Source: District of Canada

Le curé Yves Normandin

1570. L’Église a le pressentiment d’entrer dans des périodes troubles pour la foi. En effet, à une échelle qui ne s’était jamais vue en terre de chrétienté, des princes et des états viennent de prendre parti pour l’hérésie.

Il est à craindre que l’infection ne s’infiltre également dans la sainte Église avec des résultats des plus néfastes pour la foi des fidèles, et donc pour leur salut. Pour changer la foi des populations sous leur contrôle, les hérétiques protestants ont tous changé la liturgie, au premier chef la messe. Lex orandi, lex credendi. La loi de la prière reflète celle de la foi. À liturgie torve, foi torve. Voilà pourquoi le Saint Concile de Trente a demandé au successeur de Saint Pierre de codifier et promulguer le Missel Romain, le missel en usage à la Curie romaine, puisque ses formules déjà plus que millénaires comptent parmi les plus aptes à faire barrage aux nouveautés qui risquent fort d’introduire le poison doctrinal. Le vénérable rite a fait ses preuves et donne tous les gages de parfaite orthodoxie. Il doit donc être mis à la disposition de tous à perpétuité :

« Et même par les dispositions des présentes et au nom de notre autorité apostolique, Nous concédons et accordons que ce même missel pourra être suivi en totalité dans la messe chantée ou lue, dans quelque église que ce soit, sans aucun scrupule de conscience et sans encourir aucune punition, condamnation ou censure, et qu’on pourra valablement l’utiliser librement et licitement, et cela à perpétuité. »

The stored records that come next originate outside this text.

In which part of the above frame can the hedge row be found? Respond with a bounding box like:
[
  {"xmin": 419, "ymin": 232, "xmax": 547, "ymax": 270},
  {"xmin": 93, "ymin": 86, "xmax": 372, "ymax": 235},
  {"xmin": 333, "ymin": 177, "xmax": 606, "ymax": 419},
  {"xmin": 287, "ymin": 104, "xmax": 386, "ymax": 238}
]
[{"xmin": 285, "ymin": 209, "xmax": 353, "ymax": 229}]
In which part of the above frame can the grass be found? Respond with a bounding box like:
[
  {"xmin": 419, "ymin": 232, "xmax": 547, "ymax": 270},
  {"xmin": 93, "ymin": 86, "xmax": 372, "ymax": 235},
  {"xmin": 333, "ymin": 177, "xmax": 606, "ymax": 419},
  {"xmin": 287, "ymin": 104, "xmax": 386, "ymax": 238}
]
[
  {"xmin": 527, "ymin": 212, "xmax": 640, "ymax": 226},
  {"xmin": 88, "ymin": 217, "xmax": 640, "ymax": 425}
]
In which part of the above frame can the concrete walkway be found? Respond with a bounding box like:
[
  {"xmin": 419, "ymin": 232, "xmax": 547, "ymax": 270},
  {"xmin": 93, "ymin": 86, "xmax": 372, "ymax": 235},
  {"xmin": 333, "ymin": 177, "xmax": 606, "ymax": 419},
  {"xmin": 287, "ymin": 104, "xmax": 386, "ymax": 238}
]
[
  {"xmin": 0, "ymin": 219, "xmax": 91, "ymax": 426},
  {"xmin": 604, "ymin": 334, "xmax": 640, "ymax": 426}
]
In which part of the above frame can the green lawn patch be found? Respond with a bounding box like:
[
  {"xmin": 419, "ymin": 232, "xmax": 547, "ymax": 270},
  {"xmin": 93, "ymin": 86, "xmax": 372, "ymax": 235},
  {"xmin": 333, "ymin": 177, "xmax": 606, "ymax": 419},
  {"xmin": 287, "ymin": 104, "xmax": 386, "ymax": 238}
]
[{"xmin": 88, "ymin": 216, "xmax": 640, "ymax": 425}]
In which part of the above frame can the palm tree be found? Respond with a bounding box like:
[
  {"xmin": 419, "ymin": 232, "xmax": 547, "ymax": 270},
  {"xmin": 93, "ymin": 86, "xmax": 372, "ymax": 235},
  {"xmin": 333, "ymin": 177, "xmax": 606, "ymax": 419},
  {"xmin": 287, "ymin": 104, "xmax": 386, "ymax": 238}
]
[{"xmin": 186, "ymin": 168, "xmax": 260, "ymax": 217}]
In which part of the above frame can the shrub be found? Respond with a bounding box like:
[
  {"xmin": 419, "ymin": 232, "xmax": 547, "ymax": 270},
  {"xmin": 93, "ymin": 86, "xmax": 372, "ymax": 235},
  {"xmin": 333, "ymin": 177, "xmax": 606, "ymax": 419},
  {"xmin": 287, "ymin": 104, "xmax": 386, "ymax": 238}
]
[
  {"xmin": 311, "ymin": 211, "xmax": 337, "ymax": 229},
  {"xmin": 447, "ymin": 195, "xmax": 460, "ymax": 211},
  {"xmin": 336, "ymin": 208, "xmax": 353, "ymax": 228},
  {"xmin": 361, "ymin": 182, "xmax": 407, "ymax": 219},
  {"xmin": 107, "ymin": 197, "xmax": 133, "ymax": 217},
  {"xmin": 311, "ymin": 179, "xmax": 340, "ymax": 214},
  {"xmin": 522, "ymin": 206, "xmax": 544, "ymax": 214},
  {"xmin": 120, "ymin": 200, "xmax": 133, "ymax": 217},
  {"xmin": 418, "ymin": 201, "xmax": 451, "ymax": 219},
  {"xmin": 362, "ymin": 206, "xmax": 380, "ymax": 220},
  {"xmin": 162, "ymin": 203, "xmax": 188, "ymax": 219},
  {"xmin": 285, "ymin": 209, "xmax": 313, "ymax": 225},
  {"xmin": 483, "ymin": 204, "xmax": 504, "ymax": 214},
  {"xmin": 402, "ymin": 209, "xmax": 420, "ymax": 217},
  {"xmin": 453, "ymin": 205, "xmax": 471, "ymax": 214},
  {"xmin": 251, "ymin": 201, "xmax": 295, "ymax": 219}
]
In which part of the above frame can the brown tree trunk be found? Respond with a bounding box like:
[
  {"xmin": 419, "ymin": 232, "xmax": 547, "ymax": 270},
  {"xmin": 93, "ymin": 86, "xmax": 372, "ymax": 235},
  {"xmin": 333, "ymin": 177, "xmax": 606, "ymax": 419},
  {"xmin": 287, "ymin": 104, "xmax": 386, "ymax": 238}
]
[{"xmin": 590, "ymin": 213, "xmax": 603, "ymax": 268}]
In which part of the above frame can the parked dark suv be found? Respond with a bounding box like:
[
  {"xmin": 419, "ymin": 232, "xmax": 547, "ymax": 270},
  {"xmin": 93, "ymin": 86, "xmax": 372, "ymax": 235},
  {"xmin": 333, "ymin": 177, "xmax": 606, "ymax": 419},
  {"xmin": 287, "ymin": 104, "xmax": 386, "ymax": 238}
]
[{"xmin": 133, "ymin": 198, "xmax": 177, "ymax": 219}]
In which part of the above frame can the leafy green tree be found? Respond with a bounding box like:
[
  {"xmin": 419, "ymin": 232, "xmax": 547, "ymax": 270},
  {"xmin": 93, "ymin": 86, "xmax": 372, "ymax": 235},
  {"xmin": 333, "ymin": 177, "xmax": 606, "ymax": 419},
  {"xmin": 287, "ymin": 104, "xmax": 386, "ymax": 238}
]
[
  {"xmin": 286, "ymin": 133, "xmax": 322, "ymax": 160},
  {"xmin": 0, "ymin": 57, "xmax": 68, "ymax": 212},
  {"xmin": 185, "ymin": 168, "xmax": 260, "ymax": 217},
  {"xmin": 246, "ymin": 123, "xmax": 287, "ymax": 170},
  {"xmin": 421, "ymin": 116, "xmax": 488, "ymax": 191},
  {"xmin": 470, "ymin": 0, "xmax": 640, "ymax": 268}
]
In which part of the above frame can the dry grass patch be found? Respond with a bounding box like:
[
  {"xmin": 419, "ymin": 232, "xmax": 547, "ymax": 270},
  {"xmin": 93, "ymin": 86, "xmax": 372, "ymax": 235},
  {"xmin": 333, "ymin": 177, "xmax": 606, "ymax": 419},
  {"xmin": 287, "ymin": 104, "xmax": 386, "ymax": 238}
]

Un terrible bouleversement

Quelques quatre siècles plus tard, en la ville de Montréal, métropole du Canada-français. Une époque chaotique, où le changement est devenu le mot d’ordre. Même ce qui était réputé intangible subissait les attaques féroces des prétendus novateurs. Dans le sillage du concile Vatican II, l’Église catholique vacillait sur ses bases et semblait, elle aussi, atteinte du prurit de la nouveauté. Allant beaucoup plus loin que ne le demandait le mauvais document conciliaire sur la liturgie, les ennemis de l’Église s’enhardissaient jusqu’à changer les sacrements, et même le rite de la messe. Inutile de dire que fidèles et clergé étaient déboussolés. Beaucoup abandonnèrent toute pratique religieuse, nombre de prêtres demandèrent à être laïcisés.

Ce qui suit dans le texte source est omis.